Sozialerhebung vor vier Jahren.
Was weiß man derzeit über Studenten in Deutschland?
ES WERDEN IMMER MEHR: Etwa 2,8 Millionen (2012: 2,5 Millionen)
studieren im Wintersemester 2016/17, überwiegend an den rund 240
Hochschulen in staatlicher Trägerschaft. Tendenz steigend – mit
entsprechenden Begleiterscheinungen wie brechend vollen Hörsälen und
Seminaren. Seit Jahren strömen jeweils 500 000 Erstsemester an die
Unis, darunter immer mehr Ausländer, für die Deutschland ein
attraktiver Hochschulstandort ist. Ein Viertel der Studierenden hat
Migrationshintergrund – und immer noch die Hälfte Eltern mit
akademischem Abschluss. Rund 30 Prozent gehen während des Studiums
ins Ausland – diese Quote soll steigen.
EINE 40-STUNDEN-ARBEITSWOCHE REICHT NICHT: Laut DSW wenden Studenten
in Deutschland im Schnitt 35 Wochenstunden für Vorlesungen, Seminare,
Hausarbeiten und Recherchen an ihrer Uni auf, hinzu kommen etwa
sieben Stunden für Nebenjobs. Und gut jeder Fünfte muss neben der
Hochschule für seinen Lebensunterhalt so viel arbeiten, dass er
«faktisch Teilzeit» studiert, ergab die Sozialerhebung 2012.

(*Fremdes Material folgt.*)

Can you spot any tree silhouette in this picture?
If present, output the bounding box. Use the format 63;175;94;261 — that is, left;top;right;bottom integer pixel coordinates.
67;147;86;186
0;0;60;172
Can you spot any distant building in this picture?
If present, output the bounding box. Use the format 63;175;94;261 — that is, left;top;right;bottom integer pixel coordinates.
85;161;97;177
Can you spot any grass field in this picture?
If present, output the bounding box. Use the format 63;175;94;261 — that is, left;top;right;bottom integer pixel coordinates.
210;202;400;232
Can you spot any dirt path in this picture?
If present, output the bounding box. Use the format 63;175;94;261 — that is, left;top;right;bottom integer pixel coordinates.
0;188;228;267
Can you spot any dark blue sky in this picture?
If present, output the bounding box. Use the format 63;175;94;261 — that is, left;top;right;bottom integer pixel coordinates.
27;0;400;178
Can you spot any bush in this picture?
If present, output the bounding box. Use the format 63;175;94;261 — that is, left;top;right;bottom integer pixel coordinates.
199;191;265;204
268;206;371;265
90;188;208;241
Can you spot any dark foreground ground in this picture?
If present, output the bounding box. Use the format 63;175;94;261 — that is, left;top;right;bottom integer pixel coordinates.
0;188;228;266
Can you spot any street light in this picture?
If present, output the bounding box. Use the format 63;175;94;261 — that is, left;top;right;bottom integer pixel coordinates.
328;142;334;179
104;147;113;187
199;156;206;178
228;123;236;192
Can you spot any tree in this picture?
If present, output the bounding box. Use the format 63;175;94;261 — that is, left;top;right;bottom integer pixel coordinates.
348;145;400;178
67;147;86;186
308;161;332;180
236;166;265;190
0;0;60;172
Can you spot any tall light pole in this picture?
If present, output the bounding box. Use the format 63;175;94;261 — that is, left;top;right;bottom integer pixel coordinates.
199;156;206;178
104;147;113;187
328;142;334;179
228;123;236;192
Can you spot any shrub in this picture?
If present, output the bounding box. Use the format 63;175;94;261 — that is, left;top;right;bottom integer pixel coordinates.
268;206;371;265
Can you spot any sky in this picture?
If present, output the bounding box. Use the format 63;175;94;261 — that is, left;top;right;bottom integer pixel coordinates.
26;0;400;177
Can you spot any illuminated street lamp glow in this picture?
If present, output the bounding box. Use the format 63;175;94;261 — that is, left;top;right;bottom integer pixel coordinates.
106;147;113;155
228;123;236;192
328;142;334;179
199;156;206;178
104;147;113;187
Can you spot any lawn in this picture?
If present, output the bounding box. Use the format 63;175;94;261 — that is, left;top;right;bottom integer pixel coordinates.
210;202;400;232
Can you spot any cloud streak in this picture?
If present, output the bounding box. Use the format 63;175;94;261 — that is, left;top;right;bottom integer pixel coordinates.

BAFÖG HILFT NICHT MAL EINEM VIERTEL: Knapp drei Milliarden Euro ließ
sich Vater Staat die Ausbildungsförderung im Vorjahr kosten. Damit
wurden nach Zahlen des Statistischen Bundesamtes 611 000 Studierende
gefördert – vor vier Jahren waren es 60 000 mehr. Mit der zum
Wintersemester umgesetzten Bafög-Reform wird nun manches besser: Es
gibt mehr Geld – so steigt der Höchstsatz für Studierende, die nicht
bei den Eltern wohnen, von 670 auf 735 Euro. Und der Kreis der
Geförderten soll um 110 000 wachsen. Zum Vergleich: Schon 2012
verfügten «Normalstudierende» – meist von den Eltern untersützt –
über durchschnittlich 864 Euro pro Monat.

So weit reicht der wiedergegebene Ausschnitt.